Ex vivo rheology of spider silk

N. Kojic (1,2), J. Bico (1), C. Clasen (3) & G.H. McKinley (1)

(1) Hatsopoulos Microfluids Laboratory, Department of Mechanical Engineering, MIT, Cambridge, Massachusetts 02139, USA.
(2) Harvard-MIT Division of Health Sciences and Technology,Cambridge, Massachusetts 02139, USA.
(3) Institut für Technishe und Macromolekulare Chemie, 20146 Hamburg, Germany. (3)

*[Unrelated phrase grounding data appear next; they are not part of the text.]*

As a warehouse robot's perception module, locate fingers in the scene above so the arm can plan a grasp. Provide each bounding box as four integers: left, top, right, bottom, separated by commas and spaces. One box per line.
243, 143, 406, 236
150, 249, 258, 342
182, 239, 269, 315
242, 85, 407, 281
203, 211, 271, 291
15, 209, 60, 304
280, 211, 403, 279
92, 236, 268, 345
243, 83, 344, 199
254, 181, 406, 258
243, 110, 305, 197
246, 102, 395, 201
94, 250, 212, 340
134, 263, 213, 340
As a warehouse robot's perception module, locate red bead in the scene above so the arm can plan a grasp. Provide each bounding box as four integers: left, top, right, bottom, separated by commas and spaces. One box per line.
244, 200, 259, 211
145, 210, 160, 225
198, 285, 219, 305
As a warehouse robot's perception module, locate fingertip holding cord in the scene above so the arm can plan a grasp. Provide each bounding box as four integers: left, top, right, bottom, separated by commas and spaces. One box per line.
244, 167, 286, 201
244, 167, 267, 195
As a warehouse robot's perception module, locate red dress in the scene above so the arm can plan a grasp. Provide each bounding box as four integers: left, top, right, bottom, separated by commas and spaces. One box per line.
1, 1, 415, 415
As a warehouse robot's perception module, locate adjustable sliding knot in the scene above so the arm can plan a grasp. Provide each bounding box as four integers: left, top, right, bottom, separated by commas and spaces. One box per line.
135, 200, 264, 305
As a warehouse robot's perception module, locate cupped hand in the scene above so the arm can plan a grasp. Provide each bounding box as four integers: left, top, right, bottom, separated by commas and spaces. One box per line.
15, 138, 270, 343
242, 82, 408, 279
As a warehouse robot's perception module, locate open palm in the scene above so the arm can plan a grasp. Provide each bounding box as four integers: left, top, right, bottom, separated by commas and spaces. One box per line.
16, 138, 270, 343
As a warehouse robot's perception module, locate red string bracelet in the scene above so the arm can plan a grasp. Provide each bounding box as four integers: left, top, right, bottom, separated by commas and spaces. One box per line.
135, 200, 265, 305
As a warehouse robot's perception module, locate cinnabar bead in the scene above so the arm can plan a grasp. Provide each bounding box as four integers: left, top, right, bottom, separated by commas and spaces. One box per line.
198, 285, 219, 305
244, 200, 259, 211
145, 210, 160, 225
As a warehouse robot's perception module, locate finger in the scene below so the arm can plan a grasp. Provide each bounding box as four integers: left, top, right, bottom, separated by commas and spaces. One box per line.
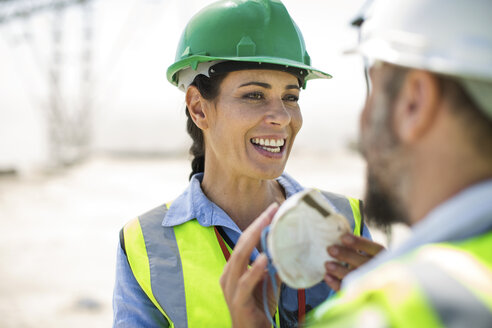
324, 273, 341, 291
234, 253, 269, 306
233, 202, 278, 260
325, 261, 350, 280
223, 203, 278, 294
340, 234, 385, 256
327, 245, 370, 268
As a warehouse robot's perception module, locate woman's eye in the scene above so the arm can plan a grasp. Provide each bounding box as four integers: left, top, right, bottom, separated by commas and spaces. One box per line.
284, 94, 299, 102
244, 92, 264, 100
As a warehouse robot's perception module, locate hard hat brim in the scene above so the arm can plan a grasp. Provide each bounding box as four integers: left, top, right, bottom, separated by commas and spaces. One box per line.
167, 55, 332, 87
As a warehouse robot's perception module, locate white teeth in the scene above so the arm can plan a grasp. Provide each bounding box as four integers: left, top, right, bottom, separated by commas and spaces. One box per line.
251, 138, 285, 150
261, 146, 281, 153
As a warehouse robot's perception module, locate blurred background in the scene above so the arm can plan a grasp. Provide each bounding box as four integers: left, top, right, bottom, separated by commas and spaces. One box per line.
0, 0, 409, 327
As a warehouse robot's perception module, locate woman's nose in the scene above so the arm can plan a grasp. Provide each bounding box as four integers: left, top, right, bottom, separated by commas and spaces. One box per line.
265, 99, 291, 126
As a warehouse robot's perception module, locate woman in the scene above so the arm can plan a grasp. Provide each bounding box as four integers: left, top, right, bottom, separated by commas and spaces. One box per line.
112, 1, 374, 327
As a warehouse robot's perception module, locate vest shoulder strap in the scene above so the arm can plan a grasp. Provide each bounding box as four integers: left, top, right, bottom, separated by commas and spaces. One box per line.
173, 220, 232, 327
121, 204, 176, 327
121, 203, 232, 328
319, 190, 364, 237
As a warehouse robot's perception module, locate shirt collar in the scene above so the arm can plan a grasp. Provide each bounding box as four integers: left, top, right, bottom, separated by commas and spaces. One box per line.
162, 172, 305, 231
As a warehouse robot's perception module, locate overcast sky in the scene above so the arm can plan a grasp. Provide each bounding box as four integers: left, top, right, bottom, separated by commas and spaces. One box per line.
0, 0, 367, 169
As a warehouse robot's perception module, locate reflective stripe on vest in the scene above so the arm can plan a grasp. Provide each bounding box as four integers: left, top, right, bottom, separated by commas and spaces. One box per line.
122, 191, 363, 327
123, 216, 173, 326
409, 232, 492, 326
307, 230, 492, 328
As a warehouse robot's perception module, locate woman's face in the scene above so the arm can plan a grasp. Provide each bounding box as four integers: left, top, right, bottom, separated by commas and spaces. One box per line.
202, 69, 303, 180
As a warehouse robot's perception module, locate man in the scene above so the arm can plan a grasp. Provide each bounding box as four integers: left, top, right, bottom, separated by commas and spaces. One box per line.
220, 0, 492, 326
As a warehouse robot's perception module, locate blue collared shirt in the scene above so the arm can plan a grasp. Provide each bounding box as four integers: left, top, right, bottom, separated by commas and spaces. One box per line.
113, 172, 372, 327
162, 172, 310, 262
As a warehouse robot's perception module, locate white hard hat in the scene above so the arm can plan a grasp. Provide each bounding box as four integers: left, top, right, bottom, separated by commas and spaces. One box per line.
350, 0, 492, 119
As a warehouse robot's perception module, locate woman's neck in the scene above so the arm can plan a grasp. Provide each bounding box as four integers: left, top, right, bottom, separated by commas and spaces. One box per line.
201, 170, 286, 231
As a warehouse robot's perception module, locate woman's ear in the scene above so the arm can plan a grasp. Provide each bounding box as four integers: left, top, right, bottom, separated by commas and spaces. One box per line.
185, 86, 209, 130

The spinning process developed by spiders over millions of years provides a great example of a natural microfluidic system and remains a considerable source of questions1-3. In order to probe the rheological properties of minute amounts of the spinning material extracted ex vivo from the major ampullate gland of a Nephila clavipes spiderwe have developed two new micro-rheometric devices4-6. The present study shows that the spinning liquid is a complex viscoelastic fluid. Its shear viscosity (resistance to flow) decreases ten-fold as it is pushed through the narrow spinning canals of the spider, whereas its extensional viscosity (resistance to stretching) increases more than one hundred-fold during the spinning process. Quantifying the properties of native spinning solutions provides new guidance for adjusting the spinning processes of synthetic or genetically-engineered silks to match those of the spider.